The question for Nancy, as she meditates over her Bible, is  did she really do her duty by refusing to adopt a child when her husband told her he wanted to do so?

    Had she really been right in the resistance which had cost her so much pain six years ago, and again four years ago–the resistance to her husband’s wish that they should adopt a child? Adoption was more remote from the ideas and habits of that time than of our own; still Nancy had her opinion on it. It was as necessary to her mind to have an opinion on all topics, not exclusively masculine, that had come under her notice, as for her to have a precisely marked place for every article of her personal property: and her opinions were always principles to be unwaveringly acted on. They were firm, not because of their basis, but because she held them with a tenacity inseparable from her mental action. On all the duties and proprieties of life, from filial behaviour to the arrangements of the evening toilette, pretty Nancy Lammeter, by the time she was three-and-twenty, had her unalterable little code, and had formed every one of her habits in strict accordance with that code.

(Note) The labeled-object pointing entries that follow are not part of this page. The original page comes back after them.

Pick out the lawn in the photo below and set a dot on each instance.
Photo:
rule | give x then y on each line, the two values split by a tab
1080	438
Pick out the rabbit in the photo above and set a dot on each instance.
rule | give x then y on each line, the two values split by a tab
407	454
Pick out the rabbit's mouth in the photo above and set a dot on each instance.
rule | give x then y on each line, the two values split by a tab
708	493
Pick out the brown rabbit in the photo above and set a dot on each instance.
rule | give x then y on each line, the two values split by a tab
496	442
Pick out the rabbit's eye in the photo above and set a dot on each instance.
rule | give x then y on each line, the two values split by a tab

When we read the first sentence we are reading  in Nancy’s own voice,

  Had she really been right in the resistance which had cost her so much pain six years ago, and again four years ago–the resistance to her husband’s wish that they should adopt a child?

But then something odd happens, and we suddenly find ourselves  seeing Nancy’s decision from outside herself. Dutiful she may be, by she’s also rigid, perhaps life-denyingly so:

Adoption was more remote from the ideas and habits of that time than of our own; still Nancy had her opinion on it. It was as necessary to her mind to have an opinion on all topics, not exclusively masculine, that had come under her notice, as for her to have a precisely marked place for every article of her personal property: and her opinions were always principles to be unwaveringly acted on.

George Eliot finds something appalling in this:  ‘opinion’, ‘precisely’ ‘every’ ‘unwaveringly’; all these words colour the sentences above and show us that Nancy is  limiting her self and her possible reactions by her inflexible sticking to what come down to  – not thoughts, not feelings but opinions. How  thin ‘opinions’ feel as a basis for life.

They were firm, not because of their basis, but because she held them with a tenacity inseparable from her mental action. On all the duties and proprieties of life, from filial behaviour to the arrangements of the evening toilette, pretty Nancy Lammeter, by the time she was three-and-twenty, had her unalterable little code, and had formed every one of her habits in strict accordance with that code.

Some terrible words alert me to a judgement being made by author: tenacity (which might in other circumstances be a good thing) pretty (again, could be good but here point to something merely external and at odds with the inflexible inner Nancy…) and finally, damningly, little. ‘Her unalterable  little code’. There’s something appalling to George Eliot in the coming together in one person of  girlish prettiness and rigid tenacity and smallness of mind. It’s a type of being that she will return to many times in her work over  the years of her writing life, most notably in Rosamund Vincy in Middlemarch.

Is it partly the result of the subjugation of women?  How can you grow fully rounded when  the space around you is so powerfully restricted? Yet if there is power there… and it displays itself in mental rigidity,  an inability to grow, or to change with circumstance.

pretty Nancy Lammeter, by the time she was three-and-twenty, had her unalterable little code, and had formed every one of her habits in strict accordance with that code.

that the setting out of your dressing table should be ordered in the same way as your  thoughts on adoption – I’ve always thought this and so I stick to it – is a damning indictment.  or is it an indictment?  Is it simply an investigation into  a particular person?